Side Splitting Failure of RC Beams and Columns under Seismic Action As a Form of Shear Failure

Abstract

Recently bond splitting failure prior to the yielding of stirrups has attracted more attention for reinforced concrete (RC) structures located in seismic areas due to the increased popularity of high strength steel. However, bond splitting failure is complicated, particularly in RC beams with multiple layers of reinforcement with different cutoffs. Pullout tests indicate the bond strengths of bars in the second (inner) layer of RC beams are weaker than those in the first (outer) layer. In contrast, test results of RC beams indicate that the bond strengths of cutoff bars in the second layer are larger than those in the first layer. To examine this contradiction, previous studies of pullout test in which deformed bars were embedded in concrete were reviewed.
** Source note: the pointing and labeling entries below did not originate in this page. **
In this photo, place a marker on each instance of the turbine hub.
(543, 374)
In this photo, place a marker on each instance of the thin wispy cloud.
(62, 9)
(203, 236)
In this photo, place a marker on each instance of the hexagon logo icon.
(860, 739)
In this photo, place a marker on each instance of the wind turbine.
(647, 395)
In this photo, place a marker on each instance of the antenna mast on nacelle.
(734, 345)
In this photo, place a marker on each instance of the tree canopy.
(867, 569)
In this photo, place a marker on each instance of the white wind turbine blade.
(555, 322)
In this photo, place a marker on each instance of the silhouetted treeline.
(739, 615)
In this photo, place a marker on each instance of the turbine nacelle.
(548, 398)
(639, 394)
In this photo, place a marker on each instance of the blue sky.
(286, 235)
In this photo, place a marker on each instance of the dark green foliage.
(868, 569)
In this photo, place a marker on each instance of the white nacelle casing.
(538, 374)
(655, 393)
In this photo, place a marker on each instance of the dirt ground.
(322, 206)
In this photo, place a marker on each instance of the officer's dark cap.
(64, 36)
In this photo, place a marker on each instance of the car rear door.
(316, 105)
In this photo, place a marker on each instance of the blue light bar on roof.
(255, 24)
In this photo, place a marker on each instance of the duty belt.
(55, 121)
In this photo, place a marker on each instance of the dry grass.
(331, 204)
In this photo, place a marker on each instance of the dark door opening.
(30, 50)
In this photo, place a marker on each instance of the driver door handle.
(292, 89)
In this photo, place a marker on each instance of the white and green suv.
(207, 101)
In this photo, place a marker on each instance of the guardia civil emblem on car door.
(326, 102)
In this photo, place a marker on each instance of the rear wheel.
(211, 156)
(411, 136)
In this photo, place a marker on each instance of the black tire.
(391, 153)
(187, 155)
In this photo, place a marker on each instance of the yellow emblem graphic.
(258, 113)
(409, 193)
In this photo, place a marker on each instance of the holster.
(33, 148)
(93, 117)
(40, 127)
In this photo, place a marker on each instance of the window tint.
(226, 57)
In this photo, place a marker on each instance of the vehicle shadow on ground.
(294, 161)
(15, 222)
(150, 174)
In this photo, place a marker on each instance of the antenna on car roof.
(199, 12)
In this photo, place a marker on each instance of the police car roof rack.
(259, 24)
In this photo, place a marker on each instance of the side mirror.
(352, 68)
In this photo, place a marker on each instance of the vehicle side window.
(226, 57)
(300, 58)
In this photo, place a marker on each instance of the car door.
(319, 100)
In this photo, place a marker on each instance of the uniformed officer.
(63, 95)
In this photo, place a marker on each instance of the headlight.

In contrast to the conventional method of evaluating the surface bond strength of each bar, a new method for evaluating bond resistance is developed, in which a discussion point is focused on the shear strength at a potential failure plane below the reinforcement layer. The proposed method shows good results when compared with test results of RC beams and columns that failed in bond splitting prior to yielding of longitudinal reinforcement, with an average ratio of measured-to-predicted failure stress of 1.23 and a coefficient of variation of 14%. In contrast, ACI 318-19 shear equation slightly underestimated some of the test results of single-layered beams, with an average ratio of measured-to-predicted failure stress of 0.98 and a coefficient of variation of 15%. These findings suggest that side splitting failure of RC beams and columns under seismic action can be treated as shear failure.